Cisco spent much of 2011 in restructuring mode, following several quarters' worth of disappointing earnings and the criticism of a partner community that had grown weary of bold proclamations of "50 adjacencies."
Partners simply wanted a slim, trim, fighting-shape Cisco to refocus on the core networking and growth categories that make the company's value proposition so compelling and its go-to-market strategy a winner.
Overall, the Channel Champs scorecard results reveal that Cisco is still a formidable leader. It captured top marks over immediate enterprise networking rivals Juniper and HP Networking--both aggressively trying to take share--in all but one technical subcategory criterion, price for performance, and all but two channel support subcategory criteria, general availability of technical training, and education and enablement.
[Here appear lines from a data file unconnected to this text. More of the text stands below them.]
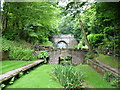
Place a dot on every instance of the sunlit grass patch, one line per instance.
(7, 66)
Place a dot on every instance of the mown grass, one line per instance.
(92, 78)
(108, 60)
(39, 78)
(11, 65)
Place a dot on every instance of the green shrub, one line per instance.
(113, 79)
(89, 56)
(64, 62)
(68, 76)
(95, 39)
(17, 50)
(43, 55)
(21, 53)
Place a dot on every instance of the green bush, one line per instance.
(21, 53)
(64, 62)
(68, 76)
(17, 50)
(112, 78)
(43, 55)
(95, 39)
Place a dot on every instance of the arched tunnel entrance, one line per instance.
(65, 60)
(62, 44)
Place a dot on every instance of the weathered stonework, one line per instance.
(67, 38)
(77, 56)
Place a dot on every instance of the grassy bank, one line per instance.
(108, 60)
(11, 65)
(40, 78)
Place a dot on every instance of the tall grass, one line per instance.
(68, 76)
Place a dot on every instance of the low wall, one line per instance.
(102, 68)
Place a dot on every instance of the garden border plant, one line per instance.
(68, 76)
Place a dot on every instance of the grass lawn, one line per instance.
(108, 60)
(92, 78)
(6, 66)
(40, 78)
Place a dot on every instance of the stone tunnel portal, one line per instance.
(62, 44)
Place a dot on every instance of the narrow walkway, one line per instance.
(6, 76)
(105, 66)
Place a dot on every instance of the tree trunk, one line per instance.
(85, 37)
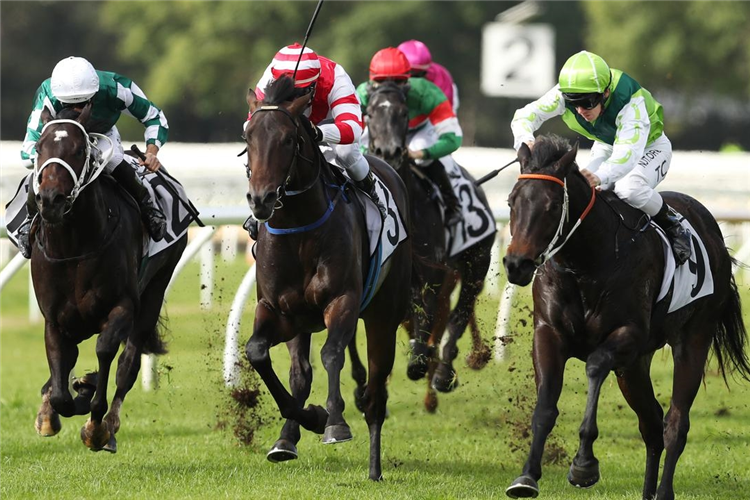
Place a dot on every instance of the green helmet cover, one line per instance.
(583, 73)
However, it suffered in the financial category it outright dominated in last year's results, ceding several criteria--including product margins, SPIFs and rebates, increase in sales and the overall financial factors rating--to Juniper, and dropping sizable point differentials from where it was in the financial subcategory criteria a year ago.
A cause for concern? Not so much, said Jim Sherriff, senior vice president, U.S. and Canada partner organization at Cisco, who reiterated that Cisco has done a good job responding to partner concerns and has adjusted its programs--and made critical investments--based on partner feedback.
"Ultimately, it comes down to our commitment to technology innovation and partner profitability," Sherriff said. "Over the years, we've spent considerable energy listening to our partners. And as a result, we get great feedback from our partners that helps us understand the health of their business, the environment in which they operate, and their key care-abouts."